The corticotropin releasing factor (CRF) system is involved in the regulation of feeding and metabolism. Central administration of Ucn 1, a non selective CRF-R agonist, has been shown to produce immediate short-term feeding suppression and lowered respiratory quotients (RQs) in rats. The latter indicates a shift toward preferential oxidation of fatty acids. Centrally administered Ucn 2, a selective CRF-R2 agonist, produced delayed onset feeding suppression. The present study tested the effect of intracerebroventricular administration of Ucn 2, a CRF-R1 antagonist, and a CRF-R2 antagonist on RQ, energy expenditure (EE) and post-test food intake.
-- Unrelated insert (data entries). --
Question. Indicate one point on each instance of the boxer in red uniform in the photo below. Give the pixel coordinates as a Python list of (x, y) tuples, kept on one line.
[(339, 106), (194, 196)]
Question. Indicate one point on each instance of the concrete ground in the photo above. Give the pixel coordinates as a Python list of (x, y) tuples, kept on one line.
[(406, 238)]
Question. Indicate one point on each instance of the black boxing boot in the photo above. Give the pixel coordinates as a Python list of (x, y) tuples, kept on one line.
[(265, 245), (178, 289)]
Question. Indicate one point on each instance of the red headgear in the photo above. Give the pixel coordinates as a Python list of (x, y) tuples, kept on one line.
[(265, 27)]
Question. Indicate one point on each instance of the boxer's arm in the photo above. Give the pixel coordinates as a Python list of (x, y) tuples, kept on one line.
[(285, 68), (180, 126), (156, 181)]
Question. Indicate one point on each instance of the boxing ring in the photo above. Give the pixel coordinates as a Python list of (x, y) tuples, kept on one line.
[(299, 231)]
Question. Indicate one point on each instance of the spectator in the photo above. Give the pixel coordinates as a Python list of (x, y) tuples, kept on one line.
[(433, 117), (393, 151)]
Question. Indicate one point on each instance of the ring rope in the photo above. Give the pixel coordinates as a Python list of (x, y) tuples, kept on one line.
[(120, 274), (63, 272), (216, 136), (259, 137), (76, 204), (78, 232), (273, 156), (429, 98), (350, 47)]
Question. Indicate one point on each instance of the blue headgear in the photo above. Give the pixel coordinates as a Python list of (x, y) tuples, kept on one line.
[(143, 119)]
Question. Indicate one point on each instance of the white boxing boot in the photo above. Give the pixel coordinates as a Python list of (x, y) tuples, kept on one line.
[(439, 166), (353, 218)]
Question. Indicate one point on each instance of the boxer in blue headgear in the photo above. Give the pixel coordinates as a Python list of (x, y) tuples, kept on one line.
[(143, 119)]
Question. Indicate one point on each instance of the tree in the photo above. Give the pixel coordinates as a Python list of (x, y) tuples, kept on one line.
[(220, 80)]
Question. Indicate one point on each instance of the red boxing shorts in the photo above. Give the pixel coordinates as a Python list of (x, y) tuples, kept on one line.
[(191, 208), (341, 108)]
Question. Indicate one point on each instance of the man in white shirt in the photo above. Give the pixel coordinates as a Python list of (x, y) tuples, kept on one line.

These variables were also measured after animals were pre-treated with either a CRF-R1 or CRF-R2 antagonist prior to injection of Ucn 2.

Ucn 2 suppressed RQs, which indicated a greater shift toward fat metabolism than would otherwise occur under normal fasting conditions. Ucn 2 did not reliably alter EE or post-metabolic test food intake. Astressin 2-B, a CRF-R2 antagonist did not reliably alter RQ, EE or post-test food intake. The low 300 pmol dose of R121919, a CRF-R1 antagonist, did suppress RQ but had no effect on EE or post-test food intake. The higher doses of R121919 did not alter RQ, EE or post-test food intake. Pre-treatment with either antagonist blocked the effect of Ucn 2 to suppress RQ. These results, taken along with previous research showing Ucn 2 suppresses food intake, suggests that this peptide has the potential to be used as a pharmacological treatment for obesity.